テレビや銀幕の向こうの表現者、世界を舞台に戦うスポーツ選手、アーティスト。本県ゆかりの個性豊かなスターたちは群馬を元気にし、私たちを勇気づけてくれる。軸足を本県に置き、各分野で活躍する人が「ぐんま愛」を語る企画「グンマスター」。初回は、明るい笑顔でお茶の間を楽しませるタレントのJOYさん(37)。芸能界での立ち位置や温めている夢は―。

☆シリーズ「グンマスター」の記事一覧☆

 

群馬のため「何でもやりたい」

子育てするなら 

-テレビやラジオで地元愛をPRしつつ、イメージキャラクターやイベント出演でなど積極的に県内を駆け回っている。

 群馬のためには何でもやりたい。群馬から出てきたハーフタレントというギャップで面白いと思ってもらっているのも事実。「その顔で群馬かい」みたいな。東京出身だったらそういうイジりはなかったと思うし。

 群馬に引っ越したいと思っていて、テレビ番組のロケでも家を探している。子どもを地方で育てたいんですよ。僕自身、群馬で育って良かったから子どもにもそうしてあげたい。例えば、東京でマンションの十何階に住んでいるとして、エレベーターで降りて外に出る手間とかいろいろ考えちゃって。

 (群馬は)同じ日本でも空気って違う。すごく心が豊かになる。東京みたいに生き急がなくていいんだって感じる。もちろん、東京でも仕事あるので通うことになるが、新幹線で50分と近いし、苦にはならない。理想は実家の近くがいいね。

 -若い頃、東京へのあこがれは。

 もちろん、ありましたよ。群馬には何もねえじゃん、つまんねえって(笑)。姉がモデルで東京行ってたから、華やかだなあ、うらやましいなあって思ってた。でも、上京した時から自分には東京が合わないと思っていた。全然なじめなくて。イケイケの性格と思われるが、人見知りなんですよ。初めて会う人ともあまりしゃべれなくて。芸能人になっちゃったから東京で闘ってるけど、落ち着かない。ずっとは住みたくない。
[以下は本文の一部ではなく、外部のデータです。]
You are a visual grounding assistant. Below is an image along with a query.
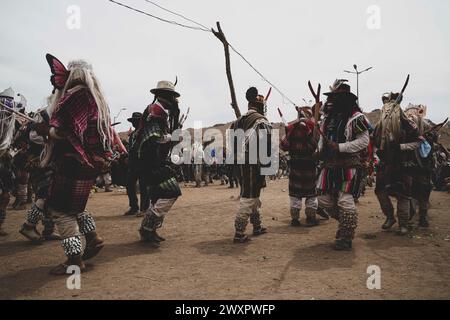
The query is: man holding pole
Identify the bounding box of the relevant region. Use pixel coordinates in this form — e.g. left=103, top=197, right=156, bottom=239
left=317, top=80, right=370, bottom=251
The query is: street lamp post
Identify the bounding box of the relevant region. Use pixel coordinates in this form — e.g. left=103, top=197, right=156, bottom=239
left=344, top=64, right=373, bottom=105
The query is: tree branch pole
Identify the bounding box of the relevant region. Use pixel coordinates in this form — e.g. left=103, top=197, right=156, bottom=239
left=211, top=22, right=241, bottom=118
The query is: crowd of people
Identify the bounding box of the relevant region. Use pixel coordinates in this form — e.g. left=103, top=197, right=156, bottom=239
left=0, top=54, right=450, bottom=275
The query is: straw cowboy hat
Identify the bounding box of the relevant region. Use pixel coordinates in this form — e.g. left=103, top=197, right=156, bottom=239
left=150, top=81, right=180, bottom=98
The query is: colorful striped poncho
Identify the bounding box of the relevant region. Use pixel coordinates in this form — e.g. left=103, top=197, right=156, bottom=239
left=317, top=112, right=370, bottom=197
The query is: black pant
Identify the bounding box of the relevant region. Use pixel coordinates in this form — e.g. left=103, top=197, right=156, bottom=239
left=127, top=170, right=150, bottom=211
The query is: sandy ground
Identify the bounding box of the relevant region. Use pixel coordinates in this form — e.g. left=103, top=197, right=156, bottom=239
left=0, top=179, right=450, bottom=299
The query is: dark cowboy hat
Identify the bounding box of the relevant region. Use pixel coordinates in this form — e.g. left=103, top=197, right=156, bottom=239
left=150, top=81, right=180, bottom=98
left=128, top=112, right=142, bottom=123
left=324, top=80, right=358, bottom=101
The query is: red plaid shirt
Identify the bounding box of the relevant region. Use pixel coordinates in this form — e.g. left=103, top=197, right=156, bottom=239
left=50, top=88, right=106, bottom=167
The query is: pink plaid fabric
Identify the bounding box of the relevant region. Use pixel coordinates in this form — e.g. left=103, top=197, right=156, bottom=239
left=50, top=88, right=106, bottom=167
left=48, top=174, right=95, bottom=213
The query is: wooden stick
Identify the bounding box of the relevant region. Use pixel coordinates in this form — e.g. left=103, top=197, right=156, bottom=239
left=211, top=22, right=241, bottom=118
left=0, top=102, right=36, bottom=122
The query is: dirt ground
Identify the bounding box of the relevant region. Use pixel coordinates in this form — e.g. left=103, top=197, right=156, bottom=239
left=0, top=179, right=450, bottom=300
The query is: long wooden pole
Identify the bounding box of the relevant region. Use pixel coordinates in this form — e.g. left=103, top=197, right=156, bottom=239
left=211, top=22, right=241, bottom=118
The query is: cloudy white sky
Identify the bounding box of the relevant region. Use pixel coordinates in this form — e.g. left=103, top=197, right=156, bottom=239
left=0, top=0, right=450, bottom=130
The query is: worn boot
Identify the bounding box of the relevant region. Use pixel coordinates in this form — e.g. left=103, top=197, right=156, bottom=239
left=42, top=213, right=61, bottom=241
left=291, top=208, right=302, bottom=227
left=381, top=215, right=397, bottom=230
left=316, top=207, right=330, bottom=220
left=306, top=208, right=319, bottom=228
left=334, top=211, right=358, bottom=251
left=233, top=217, right=250, bottom=243
left=0, top=210, right=8, bottom=237
left=50, top=236, right=86, bottom=276
left=139, top=210, right=165, bottom=246
left=19, top=223, right=42, bottom=244
left=83, top=231, right=105, bottom=261
left=124, top=208, right=139, bottom=217
left=50, top=255, right=86, bottom=276
left=419, top=209, right=430, bottom=228
left=250, top=211, right=267, bottom=237
left=0, top=222, right=8, bottom=237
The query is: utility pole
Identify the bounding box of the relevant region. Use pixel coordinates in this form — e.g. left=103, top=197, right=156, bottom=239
left=344, top=64, right=373, bottom=106
left=113, top=108, right=127, bottom=123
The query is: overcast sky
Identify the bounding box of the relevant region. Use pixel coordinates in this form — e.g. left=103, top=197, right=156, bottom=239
left=0, top=0, right=450, bottom=130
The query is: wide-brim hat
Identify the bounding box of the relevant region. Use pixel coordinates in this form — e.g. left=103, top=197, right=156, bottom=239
left=324, top=82, right=358, bottom=100
left=127, top=112, right=142, bottom=123
left=0, top=87, right=15, bottom=99
left=150, top=81, right=180, bottom=98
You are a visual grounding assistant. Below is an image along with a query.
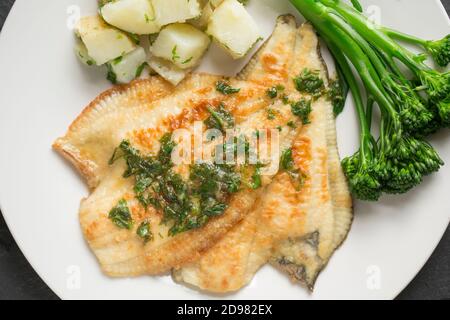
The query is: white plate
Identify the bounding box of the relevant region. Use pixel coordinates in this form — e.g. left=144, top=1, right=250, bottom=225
left=0, top=0, right=450, bottom=299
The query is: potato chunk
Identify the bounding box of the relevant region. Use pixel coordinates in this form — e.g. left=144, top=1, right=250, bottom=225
left=75, top=16, right=136, bottom=66
left=152, top=0, right=202, bottom=26
left=148, top=57, right=190, bottom=86
left=150, top=23, right=211, bottom=69
left=206, top=0, right=261, bottom=59
left=100, top=0, right=161, bottom=34
left=108, top=47, right=147, bottom=83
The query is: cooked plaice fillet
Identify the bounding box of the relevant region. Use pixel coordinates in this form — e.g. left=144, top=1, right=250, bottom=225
left=80, top=75, right=300, bottom=276
left=55, top=16, right=352, bottom=292
left=53, top=77, right=175, bottom=189
left=55, top=31, right=301, bottom=276
left=173, top=15, right=297, bottom=292
left=174, top=22, right=352, bottom=292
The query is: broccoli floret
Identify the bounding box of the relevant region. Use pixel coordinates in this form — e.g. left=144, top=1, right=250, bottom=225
left=383, top=77, right=434, bottom=134
left=291, top=0, right=450, bottom=201
left=419, top=69, right=450, bottom=101
left=424, top=35, right=450, bottom=67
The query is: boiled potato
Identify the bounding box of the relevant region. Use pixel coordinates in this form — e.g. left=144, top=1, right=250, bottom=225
left=150, top=23, right=211, bottom=69
left=209, top=0, right=223, bottom=8
left=100, top=0, right=161, bottom=34
left=206, top=0, right=261, bottom=59
left=75, top=39, right=96, bottom=66
left=190, top=2, right=214, bottom=30
left=75, top=16, right=136, bottom=66
left=152, top=0, right=202, bottom=26
left=108, top=47, right=147, bottom=83
left=148, top=56, right=190, bottom=86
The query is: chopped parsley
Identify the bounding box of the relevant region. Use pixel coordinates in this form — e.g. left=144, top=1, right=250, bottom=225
left=136, top=221, right=153, bottom=243
left=291, top=99, right=312, bottom=124
left=216, top=81, right=241, bottom=95
left=280, top=149, right=306, bottom=191
left=267, top=108, right=277, bottom=120
left=294, top=69, right=325, bottom=97
left=266, top=85, right=284, bottom=99
left=110, top=131, right=261, bottom=236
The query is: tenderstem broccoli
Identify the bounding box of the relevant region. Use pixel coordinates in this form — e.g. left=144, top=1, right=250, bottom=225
left=291, top=0, right=450, bottom=201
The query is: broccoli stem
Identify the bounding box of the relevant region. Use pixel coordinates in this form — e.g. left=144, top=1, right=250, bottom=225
left=291, top=0, right=401, bottom=133
left=322, top=0, right=431, bottom=73
left=380, top=27, right=428, bottom=47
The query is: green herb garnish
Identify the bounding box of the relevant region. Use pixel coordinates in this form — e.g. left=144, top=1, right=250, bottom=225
left=294, top=69, right=325, bottom=97
left=136, top=221, right=153, bottom=243
left=291, top=99, right=312, bottom=124
left=216, top=81, right=241, bottom=95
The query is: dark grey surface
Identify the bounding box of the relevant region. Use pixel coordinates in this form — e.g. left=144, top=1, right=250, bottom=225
left=0, top=0, right=450, bottom=300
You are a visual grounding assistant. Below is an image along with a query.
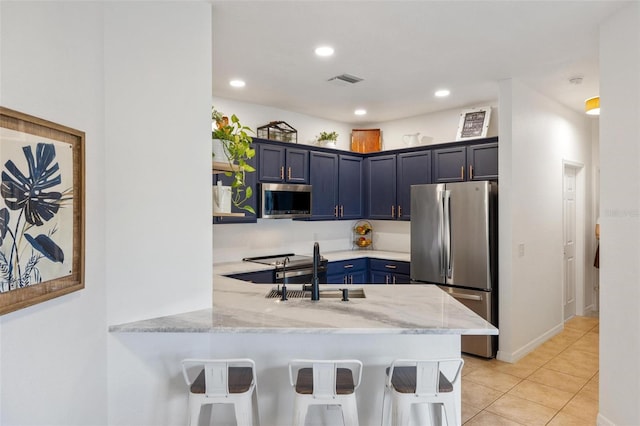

 だから、奥さんにも「いつか群馬に帰るから」って。そしたら快く「いいよ」って言ってくれて。縁もゆかりもないのに。うれしかった。ネガティブなことは何も言わなかった。東京がいいとか、出身地の広島がいいとか、そういうのはなかった。ロケで家探しした時も「住みやすそうだね」って。それが全てなのかな。子どもを育てることを考えた時に、その絵が見えたんだと思う。

観音山で考え事

-群馬での思い出や好きなものは。

 観音山が好きでよく一人で行く。実家から近かったし、カッパピアもあったからしょっちゅう行ってて。(白衣観音像の)前のベンチで考え事するのが好きなんですよ。あとは烏川の横のサッカー場。毎週末そこで試合してて、自分にとって大切な場所。歩くのも好きで。こうだったなとか、ああだったなとか、思い出にふけるのが好きなのかもしれない。地元のことを考えると二つの場所が浮かぶし、原点という感じ。

 高崎駅周辺で遊ぶことが多かった。高校生ぐらいの時、東口に109シネマズ高崎ができて。映画館もゲーセンもカラオケもあったし。学校終わったら友達と行ってた。やることなんかないんですよ。東口と西口を行ったり来たり。あとはビブレ。プリクラ撮って友達としゃべって。「毎日いるな」みたいになってたと思いますよ(笑)。

 食べ物は、下仁田ネギかな。焼きまんじゅうはもともと好きなんですけど、奥さんも好きって言ってくれて。ソウルフードで外せない。高崎市の「オリタ」っていう店のおばちゃんがすごくいい人で、1人でやってて。たれをたっぷりかけてくれて、めちゃくちゃおいしんですよ。あとはかき氷の「日本一」。ちっちゃい時から行っていて、ロケでも行った。高島屋の屋上のビアガーデンはバイトしてたので、あそこも好き。たまに行く。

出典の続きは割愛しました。